In real environment it is placed just beside site link: iwebtool link extractor (http://www.iwebtool.com/link_extractor?domain=amazingindiaexperience.info&show=2&address=1&pagerank=1).

I need that PR value in the text format so I can copy-paste it in Excel to arrange links according to PR. If I have list of 1,000 links with PR, you'll see why I need this.

darkcrunk
02-17-2007, 09:01 AM
Hehehe .. there is no definite solution to this I believe.

the iWebTool works well most of the time, but then again, nothing is free, is it :( ?

boron
03-01-2007, 05:47 AM
I think I've found some ways how to extract text and images from sites, movies...

1. Movies exractor Scout (http://www.bytescout.com/moviesextractorscout.html) can extract text or image from flash movie or from video (Youtube/Google). You can make a screenshot and save it as .jpg, .tiff, .png, .pdf file in one click.
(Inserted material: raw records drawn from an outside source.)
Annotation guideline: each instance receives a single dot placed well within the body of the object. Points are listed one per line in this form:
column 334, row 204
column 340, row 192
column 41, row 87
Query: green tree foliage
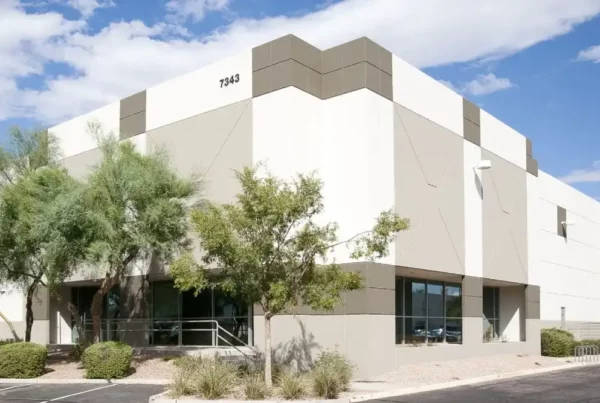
column 42, row 222
column 271, row 250
column 137, row 206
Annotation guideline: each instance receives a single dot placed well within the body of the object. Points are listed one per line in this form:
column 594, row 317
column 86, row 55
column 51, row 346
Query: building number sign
column 230, row 80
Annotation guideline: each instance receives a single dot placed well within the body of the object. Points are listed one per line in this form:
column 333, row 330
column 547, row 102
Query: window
column 428, row 311
column 491, row 313
column 172, row 309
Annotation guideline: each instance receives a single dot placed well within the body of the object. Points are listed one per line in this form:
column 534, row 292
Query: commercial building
column 497, row 249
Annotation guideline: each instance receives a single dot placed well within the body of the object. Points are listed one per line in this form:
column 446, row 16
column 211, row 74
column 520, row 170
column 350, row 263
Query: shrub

2. Extract text/image from PDF file (http://www.dd.se/pdf/pdftips/default.html?sidor=/pdf/pdftips/extracttxtgraph.html) (tutorial).

Well, still not happy.

rjp
03-02-2007, 02:45 PM
Ever tried to write a neural network to do this?

Didn't think so. 8)

It's not an easy thing to do.

boron
03-02-2007, 11:31 PM
It's not an easy thing to do.

When a member on some forum asked for text extracting he got an opinion like even CIA/FBI/MI6 together would have troubles with it.

I know that images with security codes on the end of some forms are especially made this way that someone can't just copy them I managed to "extract" the code once with right click/properties and copied the # from the image name in URL.

I know there are some techniqs to extract text based on color difference between letters and background.

Basicaly I would be happy to find out how to use OCR (Optical Character Recognition) online. Well, I've found about 50 links on the bottom of OCR article in Wikipedia (http://en.wikipedia.org/wiki/Optical_character_recognition).

Arthur07
03-17-2007, 09:58 AM
How can I extract text from (many) images on a site (all at once)....

Yip by hand sounds like a good option :P.

The problem is, how would you distinguish text from the image and think of all the different fonts that could be used so it wouldn't be as simple as identifying a single pattern for each character (which isn't exactly simple).

Try searching on sourceforge.net you might get lucky.